A shepherd’s son, sold into slavery, once imprisoned, forgotten, yet now the 2nd most important man in Egypt presents his elderly father to the most powerful man in the world. The story has been working towards this moment.

“Joseph went and told Pharaoh, “My father and brothers, with their flocks and herds and everything they own, have come from the land of Canaan and are now in Goshen.” He chose five of his brothers and presented them before Pharaoh. Pharaoh asked the brothers, “What is your occupation?” “Your servants are shepherds,” they replied to Pharaoh, “just as our fathers were.” They also said to him, “We have come to live here for a while, because the famine is severe in Canaan and your servants’ flocks have no pasture. So now, please let your servants settle in Goshen.” Pharaoh said to Joseph, “Your father and your brothers have come to you, and the land of Egypt is before you; settle your father and your brothers in the best part of the land. Let them live in Goshen.
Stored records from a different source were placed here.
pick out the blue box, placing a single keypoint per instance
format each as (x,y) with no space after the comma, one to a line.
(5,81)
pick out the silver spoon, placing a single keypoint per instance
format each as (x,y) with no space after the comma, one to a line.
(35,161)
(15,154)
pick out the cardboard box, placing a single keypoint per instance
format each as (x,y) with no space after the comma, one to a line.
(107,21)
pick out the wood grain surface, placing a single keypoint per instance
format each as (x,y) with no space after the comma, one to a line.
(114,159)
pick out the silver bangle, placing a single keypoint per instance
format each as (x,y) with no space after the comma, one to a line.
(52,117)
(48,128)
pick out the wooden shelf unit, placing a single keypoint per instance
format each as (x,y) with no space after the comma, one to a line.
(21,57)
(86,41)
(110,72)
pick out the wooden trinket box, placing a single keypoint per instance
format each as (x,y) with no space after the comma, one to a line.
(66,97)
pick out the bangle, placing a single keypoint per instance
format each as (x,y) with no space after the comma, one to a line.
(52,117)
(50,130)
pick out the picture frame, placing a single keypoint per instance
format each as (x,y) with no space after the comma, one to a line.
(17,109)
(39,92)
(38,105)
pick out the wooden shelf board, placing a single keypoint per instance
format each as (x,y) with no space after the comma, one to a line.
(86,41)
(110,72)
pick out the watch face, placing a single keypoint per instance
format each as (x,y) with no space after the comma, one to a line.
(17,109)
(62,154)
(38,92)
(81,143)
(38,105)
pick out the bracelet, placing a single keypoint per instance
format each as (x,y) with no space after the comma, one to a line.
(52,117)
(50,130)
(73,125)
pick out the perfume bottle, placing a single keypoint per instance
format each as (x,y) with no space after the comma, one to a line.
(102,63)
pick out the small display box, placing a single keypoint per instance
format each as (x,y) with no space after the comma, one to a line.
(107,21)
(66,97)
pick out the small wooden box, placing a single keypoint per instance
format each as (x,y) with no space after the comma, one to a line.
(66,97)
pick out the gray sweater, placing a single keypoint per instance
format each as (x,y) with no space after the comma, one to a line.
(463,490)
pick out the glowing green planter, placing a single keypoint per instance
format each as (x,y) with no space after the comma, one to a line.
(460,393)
And if you know of any among them with special ability, put them in charge of my own livestock.” Then Joseph brought his father Jacob in and presented him before Pharaoh.” (Genesis 47 v 1-7)
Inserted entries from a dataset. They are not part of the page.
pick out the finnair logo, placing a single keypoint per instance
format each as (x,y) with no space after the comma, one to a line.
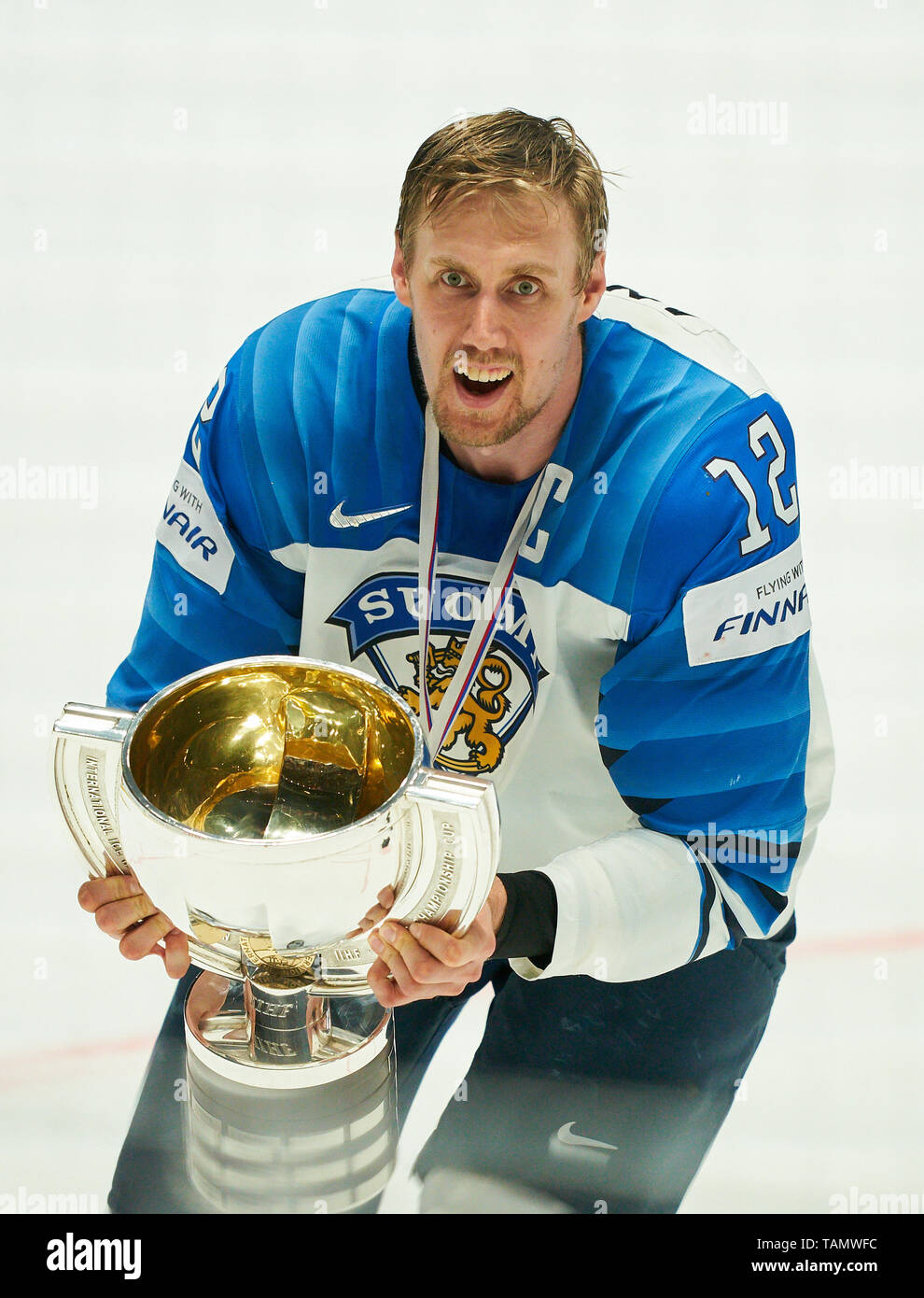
(762,608)
(70,1254)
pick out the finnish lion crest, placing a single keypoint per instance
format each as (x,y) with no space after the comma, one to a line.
(484,708)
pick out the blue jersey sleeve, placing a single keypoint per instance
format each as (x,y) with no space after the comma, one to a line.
(707,706)
(216,589)
(711,721)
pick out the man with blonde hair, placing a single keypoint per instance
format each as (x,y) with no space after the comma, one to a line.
(607,485)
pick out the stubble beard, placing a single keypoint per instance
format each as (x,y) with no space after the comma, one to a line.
(469,431)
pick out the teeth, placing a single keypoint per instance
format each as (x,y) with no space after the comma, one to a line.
(479,375)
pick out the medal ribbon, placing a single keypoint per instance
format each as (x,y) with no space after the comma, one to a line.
(438,723)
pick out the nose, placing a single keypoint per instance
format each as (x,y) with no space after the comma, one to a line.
(485,329)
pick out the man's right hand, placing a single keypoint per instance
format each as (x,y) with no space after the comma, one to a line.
(125,911)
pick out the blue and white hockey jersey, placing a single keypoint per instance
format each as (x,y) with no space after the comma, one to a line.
(649,709)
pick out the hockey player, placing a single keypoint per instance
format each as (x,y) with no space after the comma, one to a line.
(562,521)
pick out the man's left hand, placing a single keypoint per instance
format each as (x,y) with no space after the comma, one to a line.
(422,961)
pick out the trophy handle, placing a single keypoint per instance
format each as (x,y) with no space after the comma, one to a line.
(461,828)
(86,764)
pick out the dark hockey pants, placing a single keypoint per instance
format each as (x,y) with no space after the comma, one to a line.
(605,1095)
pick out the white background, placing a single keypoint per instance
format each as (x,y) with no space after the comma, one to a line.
(175,176)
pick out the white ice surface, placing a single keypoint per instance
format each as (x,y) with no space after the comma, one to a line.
(175,176)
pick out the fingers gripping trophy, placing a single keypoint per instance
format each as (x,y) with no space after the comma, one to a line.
(263,805)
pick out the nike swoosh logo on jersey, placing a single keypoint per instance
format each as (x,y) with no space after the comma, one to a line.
(340,519)
(567,1137)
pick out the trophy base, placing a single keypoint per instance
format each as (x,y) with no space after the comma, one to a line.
(315,1136)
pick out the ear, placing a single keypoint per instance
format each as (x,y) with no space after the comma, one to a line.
(595,287)
(399,274)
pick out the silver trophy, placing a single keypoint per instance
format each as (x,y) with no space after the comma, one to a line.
(262,805)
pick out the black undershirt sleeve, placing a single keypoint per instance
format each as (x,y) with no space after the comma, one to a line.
(529,919)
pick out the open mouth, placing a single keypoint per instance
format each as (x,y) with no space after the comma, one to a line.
(483,386)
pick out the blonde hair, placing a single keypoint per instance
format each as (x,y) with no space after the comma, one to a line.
(508,153)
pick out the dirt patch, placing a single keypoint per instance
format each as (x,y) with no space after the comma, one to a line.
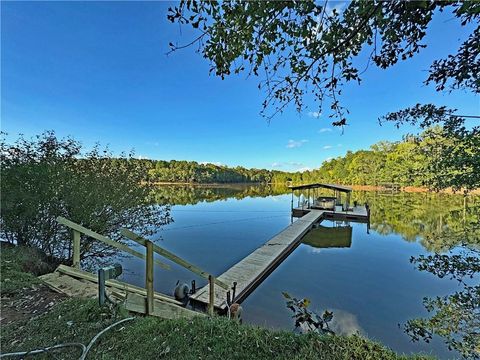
(28,303)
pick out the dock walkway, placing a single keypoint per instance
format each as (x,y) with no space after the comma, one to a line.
(251,270)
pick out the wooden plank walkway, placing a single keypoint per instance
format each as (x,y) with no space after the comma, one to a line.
(252,270)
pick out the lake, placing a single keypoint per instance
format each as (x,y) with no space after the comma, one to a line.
(364,277)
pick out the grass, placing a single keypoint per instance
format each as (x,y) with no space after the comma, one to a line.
(79,320)
(20,267)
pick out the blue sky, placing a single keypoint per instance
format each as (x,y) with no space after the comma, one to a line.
(98,71)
He doesn’t hide who they are. The brothers could have lied; they were good at that. They all were. They could have played down their identity. Shepherds were outcasts in Egypt. What is your occupation? This time, there is the truth. No apology. Just the truth about where they come from and what they do.

The family that would become a nation doesn’t arrive in Egypt as diplomats or merchants. They don’t even arrive as a perfect family, far from it. But their occupation meant they were outsiders, and they began to live in Goshen, separate, distinct, preserved, and ready to be their own nation.
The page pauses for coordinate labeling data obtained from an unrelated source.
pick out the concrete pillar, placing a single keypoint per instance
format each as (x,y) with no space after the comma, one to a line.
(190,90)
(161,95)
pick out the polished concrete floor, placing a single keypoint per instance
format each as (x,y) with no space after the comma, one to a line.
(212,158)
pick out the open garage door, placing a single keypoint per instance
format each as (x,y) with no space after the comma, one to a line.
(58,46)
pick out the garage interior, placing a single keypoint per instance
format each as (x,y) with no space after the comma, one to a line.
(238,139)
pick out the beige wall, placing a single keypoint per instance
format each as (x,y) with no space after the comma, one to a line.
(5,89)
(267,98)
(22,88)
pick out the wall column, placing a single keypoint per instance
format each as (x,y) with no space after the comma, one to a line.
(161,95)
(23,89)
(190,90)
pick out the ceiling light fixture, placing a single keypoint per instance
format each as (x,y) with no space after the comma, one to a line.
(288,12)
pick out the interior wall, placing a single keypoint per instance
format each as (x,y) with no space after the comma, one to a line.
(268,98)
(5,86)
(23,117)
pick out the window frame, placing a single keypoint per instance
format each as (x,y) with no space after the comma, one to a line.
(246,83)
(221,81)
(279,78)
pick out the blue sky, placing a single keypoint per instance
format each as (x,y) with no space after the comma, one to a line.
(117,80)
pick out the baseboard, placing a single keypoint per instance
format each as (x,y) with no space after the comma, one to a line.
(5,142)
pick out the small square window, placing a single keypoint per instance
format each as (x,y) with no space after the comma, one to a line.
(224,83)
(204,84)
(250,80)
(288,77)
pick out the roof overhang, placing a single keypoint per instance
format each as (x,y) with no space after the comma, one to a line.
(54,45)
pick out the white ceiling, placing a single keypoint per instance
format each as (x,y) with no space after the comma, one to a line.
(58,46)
Behind Pharaoh’s generous hand is the hand of the One who moves kings and famines alike. We end this devotion today with Jacob and Pharaoh together. What happens next? At this moment, we are reading that Jacob and Joseph do not know. We rarely see where the story is taking us when we are inside it. But the story is definitely taking us into something else.

God was always there. He was there in the famine, in the reunion, in the open hand of a foreign king and in the resettling into Goshen. The story was never lost. It was simply still being written.